A website I am managing (not this one) is proving exceptionally frustrating. When I disabled the ‘what you see is what you get’ (WYSIWYG) editor in WordPress, I did so because its name was a filthy lie. In truth, what you code, and check, and then check again in every other browser you care to support is what you get. Well, the content management system (CMS) for the other site it like the the WYSIWYG editor writ large: nothing you do actually shows on the site in the way it showed in the editor. Like with the WordPress editor, hundreds of useless tags get added in opening and closing pairs. What’ s more, the CMS has added many layers of complexity to what it, in essence, a very simple site. The only way I have been able to edit tables in one part of the site has been the grab the HTML, edit it using jEdit, then paste it back into the site. This is clearly not the kind of thing you should have to do when you are running an elaborate CMS.

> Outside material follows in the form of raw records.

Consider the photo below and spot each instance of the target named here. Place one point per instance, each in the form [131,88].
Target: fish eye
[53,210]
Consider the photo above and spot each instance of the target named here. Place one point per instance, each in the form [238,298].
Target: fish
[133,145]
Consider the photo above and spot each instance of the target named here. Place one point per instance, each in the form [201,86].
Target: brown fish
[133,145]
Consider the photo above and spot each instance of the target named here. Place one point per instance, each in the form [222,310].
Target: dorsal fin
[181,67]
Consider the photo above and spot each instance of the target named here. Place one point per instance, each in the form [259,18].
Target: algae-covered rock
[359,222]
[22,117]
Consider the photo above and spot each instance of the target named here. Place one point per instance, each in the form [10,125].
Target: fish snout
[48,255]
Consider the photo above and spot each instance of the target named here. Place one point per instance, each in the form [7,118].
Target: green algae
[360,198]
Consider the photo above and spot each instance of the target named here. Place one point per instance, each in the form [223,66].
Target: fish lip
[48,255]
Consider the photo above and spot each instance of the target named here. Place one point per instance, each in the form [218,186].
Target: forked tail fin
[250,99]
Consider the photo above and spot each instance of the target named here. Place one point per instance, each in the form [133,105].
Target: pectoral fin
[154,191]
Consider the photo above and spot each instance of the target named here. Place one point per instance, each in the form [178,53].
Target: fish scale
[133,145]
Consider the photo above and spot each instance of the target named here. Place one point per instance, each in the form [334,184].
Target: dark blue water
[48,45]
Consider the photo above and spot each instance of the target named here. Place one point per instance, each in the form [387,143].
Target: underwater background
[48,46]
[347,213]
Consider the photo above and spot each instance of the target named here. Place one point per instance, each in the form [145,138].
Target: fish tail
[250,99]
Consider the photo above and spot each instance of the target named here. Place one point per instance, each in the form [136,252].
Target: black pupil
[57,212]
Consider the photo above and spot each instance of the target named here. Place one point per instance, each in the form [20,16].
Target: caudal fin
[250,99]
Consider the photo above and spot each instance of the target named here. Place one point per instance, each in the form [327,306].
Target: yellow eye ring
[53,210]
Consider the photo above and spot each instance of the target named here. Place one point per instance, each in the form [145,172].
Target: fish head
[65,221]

The simplicity of the content, versus the complexity of the management, is tempting me to copy the whole site over to a new CMS that is more comprehensible. Right now, we are using a system called Mambo. In many ways, it is a lot like WordPress. It uses an SQL database to store content, then displays it on dynamically generated pages. I am pretty sure WordPress could actually handle everything this website does, though having it look like a blog would not be acceptable.
Does anybody know of a free CMS that can be hosted using Apache and MySQL that might be easier to work with than Mambo?
Mambo has been abandoned by those who created it.
Joomla is their replacement, but if you hate Mambo, I would not recommend it.
I managed to wrestle the Michaelmas 2006 termcard online, at least.
Mambo certainly generates ugly URLs.
I hate working with Mambo. It is super slow, then generates horribly contorted code.